The New York Times' own, generally high-minded ethics policy, indicates that staff members "may not accept compensation, expenses, discounts, gifts or other inducements from a news source."
Now is the Bay Area Air Quality Management District a "news source" as so defined? Maybe not. But Friedman regularly writes about the issues important to groups of this sort, and about key players in their world. And the notion that he would never have taken the money if he knew it was a government agency borders on folly.
Is the money that much cleaner when it comes from the private sector or a nonprofit? Even many nonprofits these days are involved in at least de facto lobbying over both significant Obama policy changes and, as important, the administration's dispensing of huge sums, including via the economic stimulus.
At a recent, Illinois legislative hearing I attended, representatives of every imaginable group each lined up for a three-minute opportunity to plead with a state panel to funnel stimulus money their way. The four-hour line included the head of a female construction workers group, the boss of the Chicago public library system, union leaders and the principal of my five-year-old son's public elementary school (one so impoverished, parents routinely buy and bring in toilet paper, paper towels, pencil sharpeners, you name it).
As for the frequent rationalization by columnists, namely that they're to be distinguished from the average reporter, the fact is most people don't make that distinction. Plus, in a world in which editors (nervous about looking dull in a razzle-dazzle media culture) are intentionally pressing reporters to blog and be more opinionated (though they'll use other words, like "analytical"), the distinction is blurring at an Indy 500 pace.
If the City Hall or White House reporter blogs, and likely exhibits a more impressionistic style than allowed in his or her "straight news" dispatches, should they now exercise the columnist's I'm-paid-to-give-my-views-anyway justification for paid oratory?
Then there's the occasional rationalization by buckrakers, especially those who don't really need the money, that they give their lucre to charity. They bring it up as if that eliminates any and all conflicts. It may not.
The ensuing complications include one's indirect benefit, such as being thought well of by the charity, or viewed well within your community as a kind fellow who contributes to worthy causes. Forgotten is how the journalist benefits from what is essentially a financial transaction between the initial sponsor of a speaking appearance and the charity getting the donation.
The New York Times ethics policy has a fair bit of room for interpretation, I concede. But almost all this paid speaking should be eliminated. Even the frequent exception for speaking to educational institutions (presumably students) might be scrapped. Those institutions are a regular focus of media coverage, and also frequent recipient of taxpayer dollars.

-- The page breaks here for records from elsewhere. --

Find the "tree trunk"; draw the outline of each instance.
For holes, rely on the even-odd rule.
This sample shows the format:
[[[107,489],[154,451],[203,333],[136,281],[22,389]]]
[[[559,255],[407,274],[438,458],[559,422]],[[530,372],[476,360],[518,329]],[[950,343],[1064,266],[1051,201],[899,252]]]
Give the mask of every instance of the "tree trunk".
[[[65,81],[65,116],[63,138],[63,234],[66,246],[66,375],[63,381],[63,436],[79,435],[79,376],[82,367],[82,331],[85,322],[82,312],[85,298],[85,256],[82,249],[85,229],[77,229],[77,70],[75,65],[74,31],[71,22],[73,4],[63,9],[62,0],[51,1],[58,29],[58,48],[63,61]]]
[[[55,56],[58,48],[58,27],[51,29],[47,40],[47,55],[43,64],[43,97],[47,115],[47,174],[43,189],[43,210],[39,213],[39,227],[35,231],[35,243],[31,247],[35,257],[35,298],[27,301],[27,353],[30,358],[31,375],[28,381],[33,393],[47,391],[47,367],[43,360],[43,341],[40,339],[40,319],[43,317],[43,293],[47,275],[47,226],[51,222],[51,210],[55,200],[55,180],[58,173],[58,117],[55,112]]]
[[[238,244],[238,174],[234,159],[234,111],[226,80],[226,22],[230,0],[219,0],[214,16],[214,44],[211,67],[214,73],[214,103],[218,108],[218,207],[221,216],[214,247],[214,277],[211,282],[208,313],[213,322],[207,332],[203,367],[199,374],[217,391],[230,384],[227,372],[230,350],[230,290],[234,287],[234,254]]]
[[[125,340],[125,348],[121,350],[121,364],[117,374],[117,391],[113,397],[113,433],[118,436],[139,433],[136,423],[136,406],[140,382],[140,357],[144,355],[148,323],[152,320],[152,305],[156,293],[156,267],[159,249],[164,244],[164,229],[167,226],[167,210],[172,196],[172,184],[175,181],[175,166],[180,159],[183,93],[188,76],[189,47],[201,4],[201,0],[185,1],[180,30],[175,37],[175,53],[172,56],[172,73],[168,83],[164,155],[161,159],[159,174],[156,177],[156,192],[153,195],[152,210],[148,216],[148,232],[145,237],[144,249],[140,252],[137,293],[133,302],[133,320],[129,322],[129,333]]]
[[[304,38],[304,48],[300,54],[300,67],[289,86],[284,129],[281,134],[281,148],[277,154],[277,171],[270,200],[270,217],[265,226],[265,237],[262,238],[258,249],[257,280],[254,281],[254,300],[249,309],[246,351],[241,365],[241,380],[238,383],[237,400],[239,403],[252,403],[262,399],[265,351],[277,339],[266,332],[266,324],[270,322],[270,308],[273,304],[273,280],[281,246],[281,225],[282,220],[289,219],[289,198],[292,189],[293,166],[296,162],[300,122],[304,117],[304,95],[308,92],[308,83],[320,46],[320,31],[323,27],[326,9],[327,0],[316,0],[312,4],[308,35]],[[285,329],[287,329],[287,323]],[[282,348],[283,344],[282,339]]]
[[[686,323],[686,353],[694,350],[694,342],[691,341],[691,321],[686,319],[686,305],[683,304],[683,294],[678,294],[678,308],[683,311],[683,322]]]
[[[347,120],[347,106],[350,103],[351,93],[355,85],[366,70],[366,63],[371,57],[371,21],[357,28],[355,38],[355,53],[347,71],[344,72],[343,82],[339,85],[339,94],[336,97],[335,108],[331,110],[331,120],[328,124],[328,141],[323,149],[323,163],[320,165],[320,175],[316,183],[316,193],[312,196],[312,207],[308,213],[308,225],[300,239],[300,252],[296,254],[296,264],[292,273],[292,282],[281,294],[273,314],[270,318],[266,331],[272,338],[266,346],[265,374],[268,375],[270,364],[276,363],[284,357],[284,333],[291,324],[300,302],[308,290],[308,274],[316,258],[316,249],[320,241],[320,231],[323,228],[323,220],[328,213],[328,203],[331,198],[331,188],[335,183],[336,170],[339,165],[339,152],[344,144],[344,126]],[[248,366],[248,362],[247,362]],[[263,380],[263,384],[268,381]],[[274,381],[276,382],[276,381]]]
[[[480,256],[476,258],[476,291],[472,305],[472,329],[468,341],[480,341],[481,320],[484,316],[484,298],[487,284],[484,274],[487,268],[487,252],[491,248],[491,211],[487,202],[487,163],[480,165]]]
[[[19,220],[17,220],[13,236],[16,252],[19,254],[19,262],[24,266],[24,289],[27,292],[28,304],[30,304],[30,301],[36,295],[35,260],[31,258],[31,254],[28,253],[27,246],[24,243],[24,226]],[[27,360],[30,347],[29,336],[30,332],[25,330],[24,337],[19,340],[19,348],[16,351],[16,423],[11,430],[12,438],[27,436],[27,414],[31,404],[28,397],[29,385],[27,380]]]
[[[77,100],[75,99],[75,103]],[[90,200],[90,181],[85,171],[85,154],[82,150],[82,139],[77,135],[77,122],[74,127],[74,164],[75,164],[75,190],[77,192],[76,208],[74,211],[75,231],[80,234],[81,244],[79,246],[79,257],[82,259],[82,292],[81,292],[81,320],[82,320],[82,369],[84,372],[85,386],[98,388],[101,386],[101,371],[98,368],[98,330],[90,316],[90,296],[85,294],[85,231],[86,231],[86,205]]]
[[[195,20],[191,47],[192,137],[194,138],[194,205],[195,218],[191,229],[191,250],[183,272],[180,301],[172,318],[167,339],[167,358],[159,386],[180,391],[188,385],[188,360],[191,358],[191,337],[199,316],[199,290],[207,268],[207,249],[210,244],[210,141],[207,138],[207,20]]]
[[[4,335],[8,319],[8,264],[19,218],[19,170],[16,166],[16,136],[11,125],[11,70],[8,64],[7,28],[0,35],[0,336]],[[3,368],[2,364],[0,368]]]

This is a horrendous time for journalism, in large part due to catastrophic declines in revenue. It's a period in which bosses have far bigger fish to fry than worrying about whether the likes of Tom Friedman, one of our best, give paid speeches.
Should papers charge for some or all of their online content? In the case of the Times, its one such attempt, TimesSelect, which charged for columnists and archives, did not work. It's safe to say that Friedman and other columnists, chagrined by lower traffic, were glad the decision was made to return to giving away their work online for free.
But, whatever business model emerges to hopefully save us, there will still be the need to earn and maintain professional respect. To inspire inevitable questions about our own ethics makes the task tougher, especially given reflexive (often grossly unfair) public suspicion about our honesty and motives.
So when it comes to this whole matter of speaking for money, the reality may be far less complex than the Middle East or outsourcing American jobs to India. It doesn't take a Tom Friedman to explain it.